Fritz, fratello del filosofo, svolse, come riconobbe Hannah Arendt, un ruolo fondamentale nella vita affettiva di Martin. Autodidatta, durante i giorni drammatici della seconda guerra mondiale, trascrisse a macchina molti manoscritti del celebre fratello, migliorando, sotto il profilo linguistico, anche passi poco chiari degli stessi, con l’approvazione dell’autore. La trascrizione mirava a preservare gli scritti da possibile distruzione, visto che il fronte bellico incombeva su Friburgo. Ora, grazie alla traduzione di Alfieri, sono disponibili per il lettore italiano le lettere che i due si scambiarono negli «anni decisivi» 1930-1949, centrate principalmente sulla discussione di temi politico-sociali. Non si tratta, però, del carteggio completo, che sarà pubblicato fra qualche anno. Mancano diverse lettere e, nelle stesse missive che compaiono nel testo, vi sono omissis relativi a persone ancora in vita.  Per questa ragione non è possibile formulare un giudizio definitivo sui contenuti dell’epistolario. Sappia, comunque, il lettore, che le epistole dei due ci introducono nel mondo familiare, positivamente strapaesano e provinciale, degli Heidegger. La nostalgia del passato, il ricordo della celebrazione delle festività natalizie nella casa paterna, indicano lo stigma intellettuale e  sentimentale che lega, nel profondo, i due fratelli e che, peraltro, è testimoniato dalla evocativa e suggestiva Appendice fotografica che chiude, impreziosendolo, il volume (di rilievo la foto n. 16, del maggio del 1957, che ritrae assieme Heidegger e Martin Buber). Il rimpianto dell’infanzia perduta, così come dell’Armonia mundi, divine lo spaccato attraverso il quale i due fratelli guardano agli avvenimenti della Grande storia che incombono su di loro e sulle loro famiglie.
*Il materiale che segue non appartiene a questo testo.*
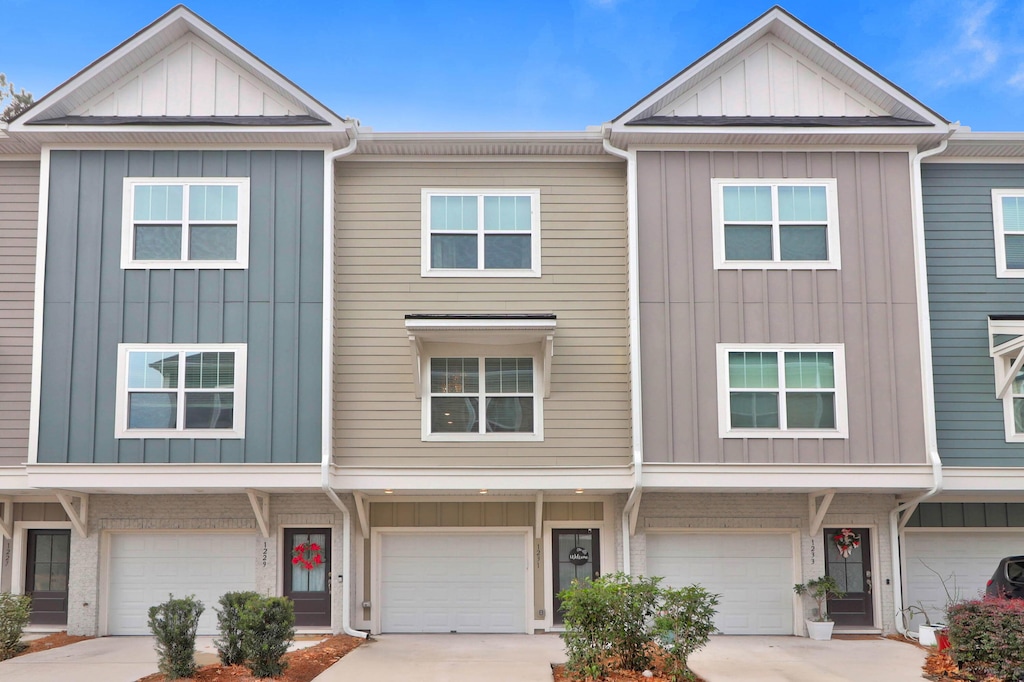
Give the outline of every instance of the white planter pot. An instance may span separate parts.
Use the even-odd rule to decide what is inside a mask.
[[[807,624],[807,636],[811,639],[819,641],[832,639],[832,628],[835,627],[835,622],[831,620],[805,620],[804,622]]]
[[[938,646],[938,640],[935,639],[935,633],[939,630],[946,628],[942,623],[936,623],[935,625],[922,625],[917,629],[917,641],[922,646]]]

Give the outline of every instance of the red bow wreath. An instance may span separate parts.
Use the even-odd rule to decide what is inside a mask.
[[[302,566],[307,571],[312,571],[324,562],[323,554],[320,553],[320,545],[311,542],[308,545],[304,542],[292,548],[293,566]]]
[[[836,549],[843,555],[843,558],[849,559],[850,553],[860,547],[860,536],[849,528],[843,528],[832,536],[832,542],[836,543]]]

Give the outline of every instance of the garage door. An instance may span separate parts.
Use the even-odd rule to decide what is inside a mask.
[[[382,632],[526,632],[520,533],[381,534]]]
[[[904,537],[906,603],[921,602],[933,621],[943,618],[943,580],[951,593],[955,590],[954,596],[973,599],[985,592],[985,583],[995,573],[1000,559],[1024,554],[1024,532],[907,529]],[[922,622],[922,618],[915,617],[910,629],[916,630]]]
[[[791,535],[648,533],[647,574],[720,594],[715,626],[727,635],[793,634]]]
[[[113,534],[107,627],[148,635],[149,607],[194,594],[206,609],[199,634],[217,634],[214,607],[225,592],[256,589],[256,537],[238,533]]]

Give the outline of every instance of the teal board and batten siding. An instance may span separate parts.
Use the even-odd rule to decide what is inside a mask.
[[[925,502],[907,522],[909,528],[1021,528],[1019,502]]]
[[[250,178],[248,270],[122,270],[125,177]],[[320,151],[54,151],[40,462],[318,462]],[[244,439],[114,438],[119,343],[245,343]]]
[[[946,466],[1024,466],[1007,443],[988,316],[1024,316],[1024,279],[996,278],[992,189],[1024,188],[1024,165],[922,168],[939,454]]]

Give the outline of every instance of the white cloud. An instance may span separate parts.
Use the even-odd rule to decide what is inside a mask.
[[[1006,80],[1006,84],[1011,88],[1018,90],[1024,90],[1024,65],[1021,65],[1017,69],[1017,73],[1013,74]]]

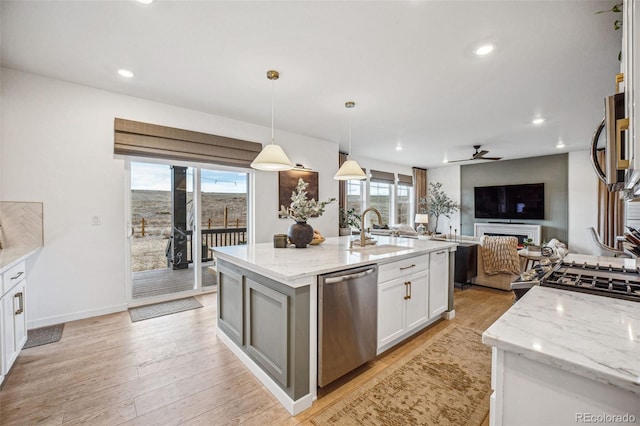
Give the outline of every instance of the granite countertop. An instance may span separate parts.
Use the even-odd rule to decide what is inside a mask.
[[[533,287],[482,342],[640,395],[640,303]]]
[[[31,256],[41,247],[11,247],[0,250],[0,274]]]
[[[349,269],[371,263],[387,263],[402,258],[428,253],[436,250],[455,250],[456,244],[449,241],[419,240],[375,236],[377,244],[349,249],[353,237],[330,237],[319,245],[310,245],[304,249],[294,247],[274,248],[272,243],[213,247],[218,259],[227,260],[246,267],[262,275],[287,283],[299,278]],[[401,246],[397,251],[389,245]]]

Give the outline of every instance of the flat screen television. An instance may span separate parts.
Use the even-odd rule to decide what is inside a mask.
[[[481,219],[544,219],[544,183],[476,186],[475,217]]]

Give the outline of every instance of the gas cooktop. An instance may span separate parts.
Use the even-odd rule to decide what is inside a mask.
[[[542,277],[540,285],[640,302],[637,268],[559,262]]]

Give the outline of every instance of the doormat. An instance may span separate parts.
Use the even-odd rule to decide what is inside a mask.
[[[27,343],[24,344],[23,349],[55,343],[62,337],[62,330],[64,330],[64,323],[29,330],[27,332]]]
[[[169,302],[131,308],[129,309],[129,315],[131,315],[131,322],[136,322],[197,308],[202,308],[202,304],[194,297],[187,297],[186,299],[171,300]]]
[[[452,325],[352,394],[314,425],[472,425],[489,412],[491,349]]]

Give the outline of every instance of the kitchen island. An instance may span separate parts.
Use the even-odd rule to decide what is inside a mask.
[[[535,286],[482,341],[492,426],[640,422],[640,303]]]
[[[293,415],[316,399],[321,275],[377,265],[378,354],[455,315],[455,243],[380,236],[374,246],[350,248],[350,241],[213,248],[217,335]]]

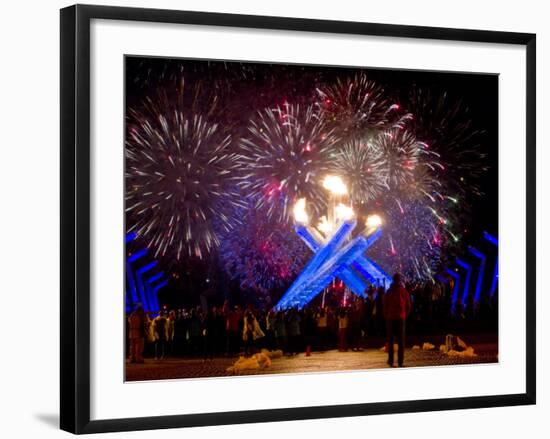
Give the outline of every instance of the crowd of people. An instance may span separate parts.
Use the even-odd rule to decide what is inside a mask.
[[[487,300],[453,307],[451,291],[444,284],[405,285],[396,274],[388,291],[371,286],[365,298],[353,296],[337,305],[310,304],[275,311],[231,306],[226,301],[220,307],[163,309],[156,314],[138,306],[127,319],[128,354],[130,361],[137,363],[143,362],[144,356],[208,360],[252,355],[263,348],[286,355],[330,349],[360,351],[379,347],[386,340],[388,362],[393,364],[395,342],[398,365],[402,365],[405,326],[413,335],[445,334],[475,327],[476,322],[490,325],[495,310],[495,301]]]

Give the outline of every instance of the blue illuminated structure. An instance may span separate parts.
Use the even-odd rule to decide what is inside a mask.
[[[134,239],[135,236],[132,238]],[[126,235],[126,242],[128,241],[128,235]],[[132,296],[132,303],[135,305],[140,301],[138,298],[138,291],[136,288],[136,281],[134,279],[134,274],[132,270],[132,263],[138,261],[139,259],[143,258],[147,254],[147,250],[139,250],[135,253],[132,253],[127,259],[126,259],[126,278],[128,279],[128,287],[130,288],[130,294]],[[145,307],[146,304],[143,303],[143,306]]]
[[[492,298],[495,294],[498,281],[498,239],[495,236],[491,235],[489,232],[483,232],[483,237],[497,248],[495,270],[493,273],[493,280],[491,282],[491,290],[489,291],[489,296]]]
[[[130,263],[135,262],[135,261],[137,261],[138,259],[144,257],[146,254],[147,254],[147,250],[145,250],[145,249],[138,250],[137,252],[131,254],[131,255],[128,257],[128,262],[130,262]]]
[[[315,229],[302,224],[296,226],[296,233],[314,255],[275,306],[276,310],[303,307],[335,277],[342,279],[353,293],[361,297],[364,297],[367,286],[363,276],[369,283],[382,279],[389,285],[390,277],[364,255],[382,231],[378,228],[368,237],[360,235],[350,239],[356,225],[355,220],[343,221],[326,242]]]
[[[493,244],[495,247],[498,247],[498,238],[491,235],[489,232],[483,232],[483,237],[489,241],[491,244]]]
[[[150,278],[145,279],[145,288],[148,291],[149,303],[152,311],[158,311],[160,309],[157,294],[154,290],[155,286],[153,284],[161,279],[162,276],[164,276],[164,273],[161,271],[160,273],[157,273]]]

Il tema dell’Heimat, della Patria materna, accogliente, il ricordo dei rapporti comunitari e solidali del paese natio, diventano termini di paragone ineguagliabili nel confronto con la modernità nichilista. Trasmettere le tradizioni scrive Martin, il 17 dicembre 1930 è: «molto più facile in campagna e nel contatto immediato con la terra e la patria che nelle città […] perciò è importante che coloro che hanno la fortuna di poter vivere lì […] prendano l’iniziativa e modellino in modo esemplare la loro vita» (p.14). Da tale stato d’animo di fondo, fin dalle prime lettere, si manifesta l’interesse per i temi politici, sollecitato dall’incalzare degli avvenimenti. Sia Martin che Fritz sottolineano la necessità di un «risveglio» tedesco e guardano con interesse al nascente nazionalsocialismo. In una missiva del 18 dicembre 1931, Martin invita Fritz a leggere il Mein Kampf. Il filosofo definisce debole la parte autobiografica del libro, ma aggiunge: «Che questo uomo abbia e abbia avuto un istinto politico sicuro e fuori dalla norma, là dove tutti noi eravamo ancora annebbiati, nessuna persona ragionevole può più negarlo» (p. 17). L’ascesa del nazismo è collocata all’interno del scontro destinale per la salvezza dell’Europa. Fritz ritorna in tema il 13 gennaio 1932, nel sostenere che le idee del nazismo: «saranno ben presto moneta comune del popolo» (p. 27), pur mostrando, da uomo di destra conservatrice, stima nei confronti di Brüning e riserve nei confronti dei rappresentanti di spicco del nuovo movimento. Martin sostiene di rimando: «Oggi c’è soltanto una linea chiara, che separa nitidamente destra e sinistra. La mezza misura è tradimento» (p. 28). Insomma, attorno al 1933 il filosofo si avvicina al nazionalsocialismo, lo ritiene movimento destinale atto al risveglio dei tedeschi, e il 4 maggio 1933 comunica al congiunto: «Ieri mi sono iscritto al partito, non solo per convinzione interiore, ma anche perché sono cosciente che solo in questo modo è possibile una depurazione e una chiarificazione dell’intero movimento» (p. 41).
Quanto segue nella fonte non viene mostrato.